Scelto un protagonista sgradevole, e deciso che l’ambiente di lavoro sarebbe stato perfetto come cornice, aggiungere questa sorta di indagine un po’ ridicola mi sembrava una buona idea per amalgamare il tutto.

I due impiegati del racconto mi sembrano entrambi vittime dell’attuale società della performance: l’uno attivamente, il nuovo collega che ostenta un “odioso” perfezionismo, l’altro passivamente, la voce narrante che lo subisce anziché ignorarlo. Fuori dal racconto, la stessa dinamica la ritroviamo, amplificata, nei social media, vetrine virtuali di un esibizionismo dedito alla continua ricerca di approvazioni. Dalla tua posizione di social media manager, cosa puoi riportare in merito a questo fenomeno?

Nel racconto in effetti si fa un riferimento ai social network come strumento di intrusione nella vita privata degli impiegati da parte della dirigenza dell’azienda. Per il resto, durante la scrittura non avevo in mente questo parallelismo; però sì, potrebbe essere una chiave di lettura interessante.
Riguardo a me: non faccio più il social media manager da più di un anno perché la cosa stava diventando un po’ complessa da gestire, da un punto di vista squisitamente psicologico. Ma con i miei profili personali alterno periodi di (autoinflitta) sovraesposizione ad altri di rifiuto, in cui cancello tutto quello che ho pubblicato in precedenza. Non un segnale di grande equilibrio, me ne rendo conto, e in un certo senso anche una specie di rappresentazione un po’ schizofrenica delle due tipologie di cui parli.

Una curiosità, forse più personale, da occasionale disegnatore: il ruolo chiave nella svolta del racconto è dato a una matita, per la precisione un’intera collezione di matite pregiate custodite dal protagonista come rimedio pratico a un suo problema con l’inchiostro. Nella homepage del tuo sito web c’è l’immagine di una matita, subito dopo il testo di apertura. C’è un collegamento o è del tutto casuale?

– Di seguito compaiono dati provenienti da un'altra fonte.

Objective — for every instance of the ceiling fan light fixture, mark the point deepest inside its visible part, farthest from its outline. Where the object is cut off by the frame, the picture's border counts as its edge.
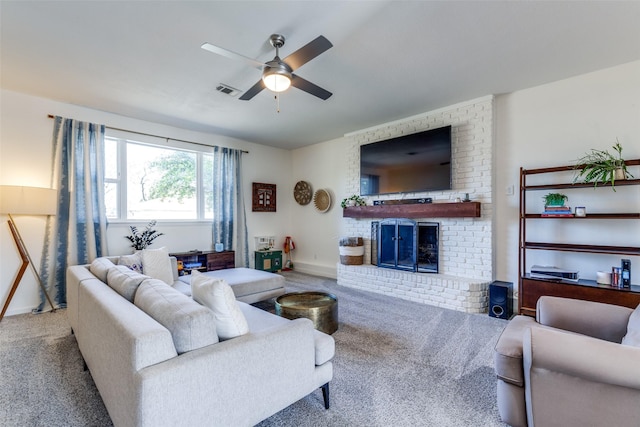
(276, 77)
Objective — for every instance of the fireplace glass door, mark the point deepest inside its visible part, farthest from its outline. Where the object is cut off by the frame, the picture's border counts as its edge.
(397, 244)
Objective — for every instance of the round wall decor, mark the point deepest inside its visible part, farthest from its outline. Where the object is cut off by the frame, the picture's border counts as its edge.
(302, 192)
(322, 200)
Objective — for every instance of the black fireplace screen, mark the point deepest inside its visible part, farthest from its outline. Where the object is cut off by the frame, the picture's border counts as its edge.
(404, 244)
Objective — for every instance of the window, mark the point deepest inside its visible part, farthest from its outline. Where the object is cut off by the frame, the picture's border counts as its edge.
(146, 181)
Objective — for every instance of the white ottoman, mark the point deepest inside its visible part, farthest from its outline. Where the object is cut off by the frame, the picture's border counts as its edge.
(248, 285)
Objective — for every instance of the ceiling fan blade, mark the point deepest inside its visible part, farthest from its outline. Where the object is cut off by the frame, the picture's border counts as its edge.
(232, 55)
(307, 52)
(253, 91)
(309, 87)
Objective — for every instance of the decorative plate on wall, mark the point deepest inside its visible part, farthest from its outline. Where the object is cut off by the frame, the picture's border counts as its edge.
(322, 200)
(302, 192)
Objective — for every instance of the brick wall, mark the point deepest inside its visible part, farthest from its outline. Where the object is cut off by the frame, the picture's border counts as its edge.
(466, 244)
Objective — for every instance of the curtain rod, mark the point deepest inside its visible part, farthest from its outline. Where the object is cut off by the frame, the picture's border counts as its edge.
(51, 116)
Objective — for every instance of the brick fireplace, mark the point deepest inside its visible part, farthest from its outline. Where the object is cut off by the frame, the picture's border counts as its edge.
(465, 265)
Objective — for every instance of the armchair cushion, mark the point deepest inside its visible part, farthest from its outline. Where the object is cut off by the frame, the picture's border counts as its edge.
(124, 281)
(633, 329)
(217, 295)
(156, 264)
(192, 325)
(133, 261)
(605, 321)
(508, 350)
(579, 380)
(99, 268)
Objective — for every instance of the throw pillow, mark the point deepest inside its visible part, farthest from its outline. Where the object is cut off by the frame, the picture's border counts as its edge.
(216, 294)
(633, 329)
(134, 261)
(124, 281)
(99, 268)
(192, 326)
(156, 264)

Il collegamento è dato dal fatto che scrivo a mano la prima stesura dei racconti, il che mi ha portato a una certa fascinazione – leggasi: amore smodato con l’aggravante del collezionismo – per le matite. E quando mi sono ritrovato a scrivere di furti di cancelleria, le matite sono entrate in maniera naturale nella storia. Anche se il modello che uso per scrivere è un po’ meno raro ed esotico di quello che si cita nel racconto.

In conclusione, L’odio migliore mi è piaciuto soprattutto per il finale: oltre che accattivante e risolutivo rispetto alla storia, lascia anche spazio a diverse riflessioni. Questi finali portano ad apprezzare anche la funzionalità dell’intera struttura del racconto, dove niente è lasciato al caso. Qual è l’iter – se ce n’è uno – del tuo processo creativo?

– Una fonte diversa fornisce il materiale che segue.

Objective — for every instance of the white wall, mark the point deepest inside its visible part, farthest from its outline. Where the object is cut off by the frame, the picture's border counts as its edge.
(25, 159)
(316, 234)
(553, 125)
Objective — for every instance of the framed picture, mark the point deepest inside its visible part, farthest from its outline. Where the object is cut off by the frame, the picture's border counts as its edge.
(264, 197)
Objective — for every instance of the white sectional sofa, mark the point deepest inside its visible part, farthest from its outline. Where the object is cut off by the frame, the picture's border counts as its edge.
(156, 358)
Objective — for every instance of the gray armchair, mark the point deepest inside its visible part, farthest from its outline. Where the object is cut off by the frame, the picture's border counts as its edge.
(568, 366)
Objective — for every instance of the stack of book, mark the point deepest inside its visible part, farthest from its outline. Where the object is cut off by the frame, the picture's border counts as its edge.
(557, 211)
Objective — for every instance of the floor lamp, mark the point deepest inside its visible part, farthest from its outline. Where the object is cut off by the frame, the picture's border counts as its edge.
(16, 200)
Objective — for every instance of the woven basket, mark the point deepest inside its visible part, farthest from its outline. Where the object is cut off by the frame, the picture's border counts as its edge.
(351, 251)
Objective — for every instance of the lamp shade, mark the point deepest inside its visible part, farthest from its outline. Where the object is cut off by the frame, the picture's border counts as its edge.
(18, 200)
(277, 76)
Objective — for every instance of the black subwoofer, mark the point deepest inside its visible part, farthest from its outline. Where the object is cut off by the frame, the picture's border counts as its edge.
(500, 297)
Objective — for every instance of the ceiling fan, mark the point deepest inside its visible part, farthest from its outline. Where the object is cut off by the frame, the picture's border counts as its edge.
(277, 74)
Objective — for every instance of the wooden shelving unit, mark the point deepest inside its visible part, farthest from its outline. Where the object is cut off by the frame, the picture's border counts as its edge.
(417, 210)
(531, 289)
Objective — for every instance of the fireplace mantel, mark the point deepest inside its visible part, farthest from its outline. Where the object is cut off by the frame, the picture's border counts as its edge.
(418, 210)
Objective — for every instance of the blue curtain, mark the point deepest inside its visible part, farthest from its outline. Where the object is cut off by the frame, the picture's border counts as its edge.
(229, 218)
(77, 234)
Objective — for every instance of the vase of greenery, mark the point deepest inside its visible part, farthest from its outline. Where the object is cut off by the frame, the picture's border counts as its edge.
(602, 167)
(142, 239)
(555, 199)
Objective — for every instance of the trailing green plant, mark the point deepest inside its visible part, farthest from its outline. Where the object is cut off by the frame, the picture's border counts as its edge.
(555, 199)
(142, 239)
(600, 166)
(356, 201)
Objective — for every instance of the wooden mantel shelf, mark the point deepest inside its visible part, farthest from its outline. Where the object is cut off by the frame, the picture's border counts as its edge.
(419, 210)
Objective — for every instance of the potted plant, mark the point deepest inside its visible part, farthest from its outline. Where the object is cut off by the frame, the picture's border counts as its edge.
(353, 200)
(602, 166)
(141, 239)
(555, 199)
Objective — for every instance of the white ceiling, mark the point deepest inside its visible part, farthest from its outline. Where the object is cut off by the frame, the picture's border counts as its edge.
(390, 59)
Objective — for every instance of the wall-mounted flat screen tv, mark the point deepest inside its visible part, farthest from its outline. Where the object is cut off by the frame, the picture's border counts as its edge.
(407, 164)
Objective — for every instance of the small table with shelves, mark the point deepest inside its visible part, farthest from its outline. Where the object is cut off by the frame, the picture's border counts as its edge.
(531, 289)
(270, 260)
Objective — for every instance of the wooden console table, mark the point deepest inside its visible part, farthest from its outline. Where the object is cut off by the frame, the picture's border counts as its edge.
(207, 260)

Non ho un metodo fisso, ci sono storie che so già dove andranno a parare fin dall’incipit – ed è proprio lì che vanno a finire –, altre che cambiano direzione in corsa, altre ancora che brancolano nel buio per un bel po’ prima di trovare il filo.
Questo racconto fa parte del primo gruppo, che è anche il più semplice da scrivere. Se hai già ben chiaro dove devi arrivare poi puoi procedere “a ritroso”, e i pezzi vanno al loro posto abbastanza facilmente.
In generale, c’è una cosa che è cambiata col passare del tempo: quando ho iniziato a scrivere racconti – e parliamo di una ventina di anni fa – ero convinto, un po’ ingenuamente, che il finale dovesse essere per forza di cose molto netto, definitivo. Poi un po’ alla volta mi sono reso conto che non di rado un finale aperto può funzionare meglio, che ci sono anzi racconti in cui questa indefinitezza è forse l’unica conclusione possibile.
Il finale de L’odio migliore è un po’ una sintesi delle due possibilità: c’è un plot twist, ma quello che succede dopo non viene specificato. C’è un bivio, ed è lì che finisce la storia.
Parafrasando – indegnamente – Čechov: Se in un racconto compare una pistola, bisogna che prima o poi spari; ma forse non è sempre necessario dire apertamente chi sarà a premere il grilletto.

Michele Orti Manara è nato a Verona nel 1979 e vive a Milano. Ha pubblicato la raccolta Il vizio di smettere (Racconti, 2018) e il romanzo Consolazione (Rizzoli, 2022). Suoi racconti sono apparsi anche nelle antologie Hotel Lagoverde (Liberaria, 2021, a cura di Gianluigi Bodi) e Club Silencio (Arcoiris, 2022, a cura di Emanuela Cocco).